1 Preliminaries
For a probability distribution \(\mathcal{D}\) over \(\mathbb {R}\), \(\mu (\mathcal{D}) := \mathbb {E}[\mathcal{D}]\) denotes its expectation (mean). When \(\mathcal{D}\) is clear from context we write \(\mu \). (Standard; recalled so later nodes may depend on it.)
For a probability distribution \(\mathcal{D}\) over \(\mathbb {R}\), \(\sigma ^2(\mathcal{D}) := \mathbb {E}\big[(\mathcal{D}-\mu (\mathcal{D}))^2\big]\) is its variance; written \(\sigma ^2\) when \(\mathcal{D}\) is understood.
For \(x \in \{ 0,1\} ^*\), the Hamming weight \(w(x) \in \mathbb {N}\) is the number of ones in \(x\).
For \(x \in \{ 0,1\} ^n\), \(b \in \{ 0,1\} \) and an index \(j \in [n]\), an insertion is the transformation \(x \mapsto x_1^j b\, x_{j+1}^n\) and a deletion is \(x \mapsto x_1^{j-1} x_{j+1}^n\) (Definition 2.8 of the paper). The edit distance between \(x,y \in \{ 0,1\} ^*\) is the minimum number of insertions and/or deletions needed to convert \(x\) into \(y\).
For a random variable \(X\) with finite variance and any \(c{\gt}0\), \(\mathbb {P}\big(|X-\mathbb {E}X| \ge c\big) \le \mathrm{Var}[X]/c^2\).

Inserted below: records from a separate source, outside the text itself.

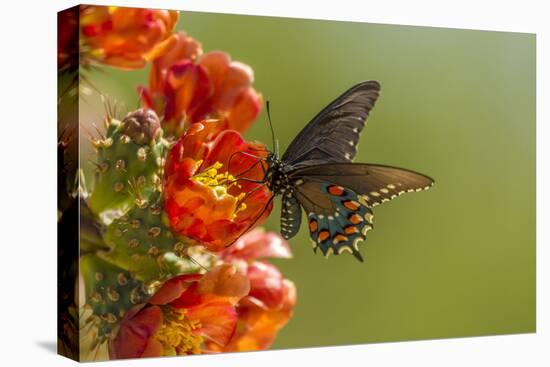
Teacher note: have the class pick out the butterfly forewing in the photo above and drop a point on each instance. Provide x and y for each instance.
(333, 134)
(373, 183)
(336, 194)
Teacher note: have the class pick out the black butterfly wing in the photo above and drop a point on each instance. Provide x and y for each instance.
(333, 134)
(338, 199)
(374, 183)
(337, 219)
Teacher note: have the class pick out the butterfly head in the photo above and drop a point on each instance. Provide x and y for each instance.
(276, 175)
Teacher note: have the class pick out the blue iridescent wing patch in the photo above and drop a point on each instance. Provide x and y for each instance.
(338, 218)
(291, 216)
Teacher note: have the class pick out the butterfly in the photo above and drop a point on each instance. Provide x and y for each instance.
(316, 173)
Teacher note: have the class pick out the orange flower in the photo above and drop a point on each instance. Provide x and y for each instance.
(124, 37)
(186, 91)
(212, 190)
(269, 304)
(186, 312)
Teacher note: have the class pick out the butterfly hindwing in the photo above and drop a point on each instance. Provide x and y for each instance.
(291, 216)
(332, 135)
(338, 221)
(374, 183)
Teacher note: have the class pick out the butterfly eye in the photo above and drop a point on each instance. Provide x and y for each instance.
(336, 190)
(355, 218)
(323, 235)
(351, 205)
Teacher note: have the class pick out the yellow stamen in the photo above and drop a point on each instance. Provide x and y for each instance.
(176, 333)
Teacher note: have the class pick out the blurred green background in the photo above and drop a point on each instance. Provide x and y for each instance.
(458, 105)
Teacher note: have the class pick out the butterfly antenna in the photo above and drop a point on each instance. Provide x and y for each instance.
(274, 143)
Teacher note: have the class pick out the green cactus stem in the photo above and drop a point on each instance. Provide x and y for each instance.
(129, 163)
(109, 292)
(142, 242)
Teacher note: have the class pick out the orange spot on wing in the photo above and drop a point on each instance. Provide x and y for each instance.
(352, 205)
(324, 235)
(336, 190)
(355, 219)
(340, 238)
(350, 230)
(313, 225)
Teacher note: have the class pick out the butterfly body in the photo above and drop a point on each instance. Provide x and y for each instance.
(316, 173)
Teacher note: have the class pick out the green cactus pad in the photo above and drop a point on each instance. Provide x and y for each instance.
(142, 242)
(129, 163)
(110, 291)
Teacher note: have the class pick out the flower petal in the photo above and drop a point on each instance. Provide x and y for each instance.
(258, 244)
(136, 329)
(224, 281)
(173, 288)
(218, 321)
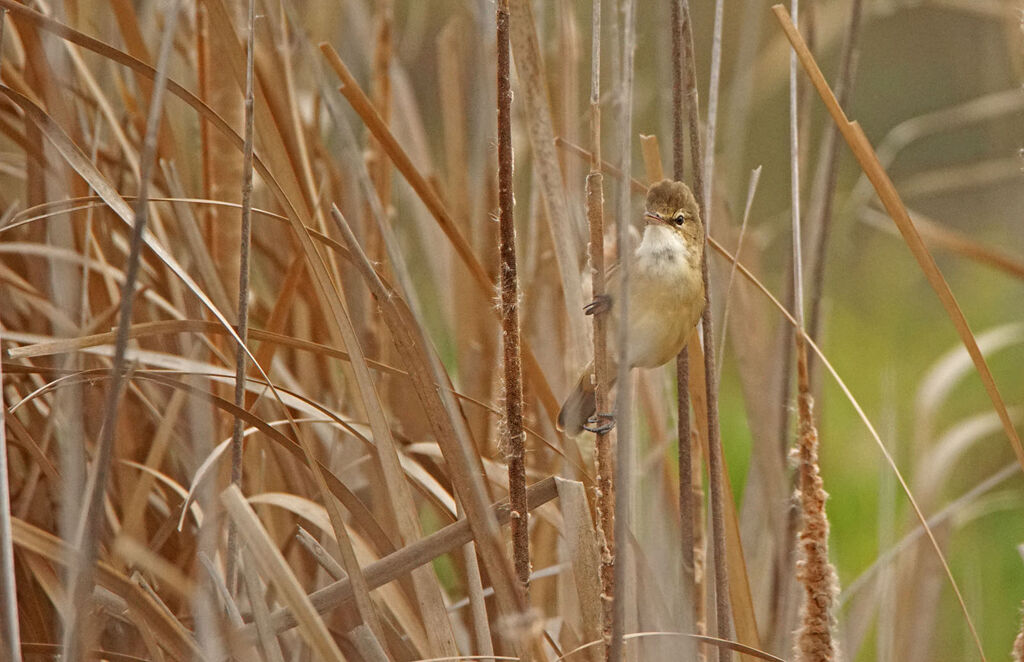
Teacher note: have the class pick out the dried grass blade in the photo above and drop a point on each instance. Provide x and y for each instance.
(870, 428)
(8, 601)
(269, 646)
(364, 108)
(529, 67)
(404, 560)
(868, 161)
(585, 553)
(464, 465)
(275, 569)
(171, 634)
(514, 440)
(400, 499)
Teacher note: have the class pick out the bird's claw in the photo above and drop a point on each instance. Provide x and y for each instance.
(601, 303)
(600, 423)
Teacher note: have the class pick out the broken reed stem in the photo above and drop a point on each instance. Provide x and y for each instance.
(798, 261)
(715, 461)
(241, 359)
(515, 440)
(685, 452)
(90, 525)
(8, 601)
(604, 440)
(824, 195)
(814, 635)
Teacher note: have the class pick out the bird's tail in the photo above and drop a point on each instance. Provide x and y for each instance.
(580, 405)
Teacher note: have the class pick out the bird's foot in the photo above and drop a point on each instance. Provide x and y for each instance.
(601, 303)
(600, 423)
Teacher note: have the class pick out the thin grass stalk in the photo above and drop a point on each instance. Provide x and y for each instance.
(715, 462)
(624, 404)
(823, 196)
(685, 451)
(868, 162)
(8, 602)
(8, 617)
(751, 190)
(713, 88)
(90, 526)
(814, 635)
(605, 439)
(1018, 650)
(798, 260)
(409, 557)
(241, 359)
(514, 437)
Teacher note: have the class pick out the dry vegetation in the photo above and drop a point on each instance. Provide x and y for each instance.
(261, 392)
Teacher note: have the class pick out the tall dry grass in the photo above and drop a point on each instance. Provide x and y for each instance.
(251, 294)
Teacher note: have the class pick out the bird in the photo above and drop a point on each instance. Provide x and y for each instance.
(667, 298)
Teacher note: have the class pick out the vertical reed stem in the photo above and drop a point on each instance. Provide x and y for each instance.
(604, 440)
(515, 440)
(715, 462)
(624, 404)
(90, 525)
(685, 453)
(241, 359)
(8, 601)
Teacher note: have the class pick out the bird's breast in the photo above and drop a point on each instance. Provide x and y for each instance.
(667, 298)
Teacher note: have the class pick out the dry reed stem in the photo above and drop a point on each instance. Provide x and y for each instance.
(715, 460)
(409, 557)
(823, 194)
(361, 106)
(443, 419)
(685, 460)
(514, 439)
(8, 602)
(1018, 650)
(244, 265)
(529, 68)
(80, 580)
(275, 569)
(624, 401)
(604, 441)
(868, 161)
(814, 635)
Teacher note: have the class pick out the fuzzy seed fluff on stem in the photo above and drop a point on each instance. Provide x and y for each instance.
(814, 635)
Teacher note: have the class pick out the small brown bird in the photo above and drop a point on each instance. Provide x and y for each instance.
(667, 295)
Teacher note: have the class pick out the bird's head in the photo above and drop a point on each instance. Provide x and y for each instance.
(673, 205)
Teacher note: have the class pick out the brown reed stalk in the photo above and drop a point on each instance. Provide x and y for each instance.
(90, 526)
(823, 195)
(8, 601)
(605, 440)
(715, 461)
(814, 635)
(512, 422)
(869, 163)
(409, 557)
(241, 358)
(1018, 651)
(685, 452)
(624, 402)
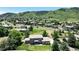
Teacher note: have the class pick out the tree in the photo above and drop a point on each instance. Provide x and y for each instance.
(45, 34)
(71, 39)
(64, 47)
(55, 46)
(14, 39)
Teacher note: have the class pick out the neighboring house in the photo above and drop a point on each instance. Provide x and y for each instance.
(38, 39)
(21, 27)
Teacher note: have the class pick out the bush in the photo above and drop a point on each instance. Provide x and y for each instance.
(64, 47)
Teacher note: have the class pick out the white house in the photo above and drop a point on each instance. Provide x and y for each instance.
(38, 39)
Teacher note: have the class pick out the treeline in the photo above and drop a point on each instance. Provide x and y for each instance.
(63, 14)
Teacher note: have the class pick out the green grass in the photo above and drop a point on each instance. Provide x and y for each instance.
(29, 47)
(37, 31)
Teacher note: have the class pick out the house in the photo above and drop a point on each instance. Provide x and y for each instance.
(37, 39)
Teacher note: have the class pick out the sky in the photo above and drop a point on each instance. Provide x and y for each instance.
(24, 9)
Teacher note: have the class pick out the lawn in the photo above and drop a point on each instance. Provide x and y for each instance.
(37, 31)
(29, 47)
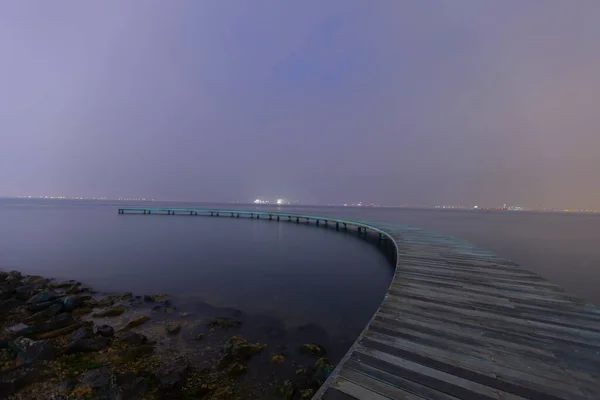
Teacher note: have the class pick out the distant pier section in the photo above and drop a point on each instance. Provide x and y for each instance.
(457, 322)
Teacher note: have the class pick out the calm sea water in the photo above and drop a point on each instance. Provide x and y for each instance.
(296, 273)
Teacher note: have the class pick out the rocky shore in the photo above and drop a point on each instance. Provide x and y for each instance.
(62, 340)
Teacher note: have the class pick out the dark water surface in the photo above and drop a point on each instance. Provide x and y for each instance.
(296, 273)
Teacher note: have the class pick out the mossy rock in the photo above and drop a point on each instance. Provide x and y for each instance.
(136, 322)
(81, 311)
(313, 349)
(111, 312)
(237, 369)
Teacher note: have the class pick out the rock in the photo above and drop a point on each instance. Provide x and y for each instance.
(239, 349)
(102, 383)
(43, 315)
(9, 305)
(24, 292)
(172, 329)
(237, 369)
(111, 312)
(82, 311)
(136, 322)
(74, 301)
(287, 389)
(85, 332)
(34, 280)
(224, 323)
(60, 285)
(134, 339)
(58, 321)
(35, 307)
(277, 359)
(312, 348)
(87, 345)
(323, 368)
(133, 353)
(173, 376)
(131, 386)
(42, 297)
(105, 331)
(149, 299)
(29, 351)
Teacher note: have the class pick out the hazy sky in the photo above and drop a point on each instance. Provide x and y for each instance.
(391, 101)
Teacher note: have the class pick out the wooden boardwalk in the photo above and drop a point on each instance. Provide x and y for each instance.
(459, 322)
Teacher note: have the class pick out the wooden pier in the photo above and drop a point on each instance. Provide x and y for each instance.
(459, 322)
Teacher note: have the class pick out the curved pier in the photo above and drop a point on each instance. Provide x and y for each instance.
(459, 322)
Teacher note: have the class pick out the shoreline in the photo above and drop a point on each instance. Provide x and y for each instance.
(63, 340)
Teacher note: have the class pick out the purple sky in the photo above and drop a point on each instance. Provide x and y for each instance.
(429, 102)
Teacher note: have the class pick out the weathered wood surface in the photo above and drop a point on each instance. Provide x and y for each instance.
(459, 322)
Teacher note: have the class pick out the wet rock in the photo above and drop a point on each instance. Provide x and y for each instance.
(132, 387)
(102, 383)
(172, 377)
(277, 359)
(111, 312)
(82, 311)
(87, 345)
(9, 305)
(24, 292)
(35, 307)
(238, 349)
(72, 302)
(34, 280)
(60, 284)
(313, 349)
(133, 353)
(105, 331)
(133, 338)
(287, 390)
(224, 323)
(173, 329)
(43, 297)
(43, 315)
(236, 369)
(85, 332)
(29, 351)
(136, 322)
(323, 368)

For events \(A_1,\dots ,A_t\), \(\mathbb {P}\big(\bigcup _i A_i\big) \le \sum _i \mathbb {P}(A_i)\).
\(\mathrm{Binomial}(t,p)\) is the distribution of the number of successes in \(t\) independent trials each succeeding with probability \(p\).
Let \(Z \sim \mathrm{Binomial}(t,p)\). For any \(a {\gt} p\, t\) there is a constant \(c{\gt}0\) with \(\mathbb {P}(Z \ge a) \le e^{-c\, t}\); in particular, a \(\mathrm{Binomial}(t,p)\) exceeds \(\tfrac {a}{t}\cdot t\) for \(a/t {\gt} p\) only with probability \(e^{-\Omega (t)}\).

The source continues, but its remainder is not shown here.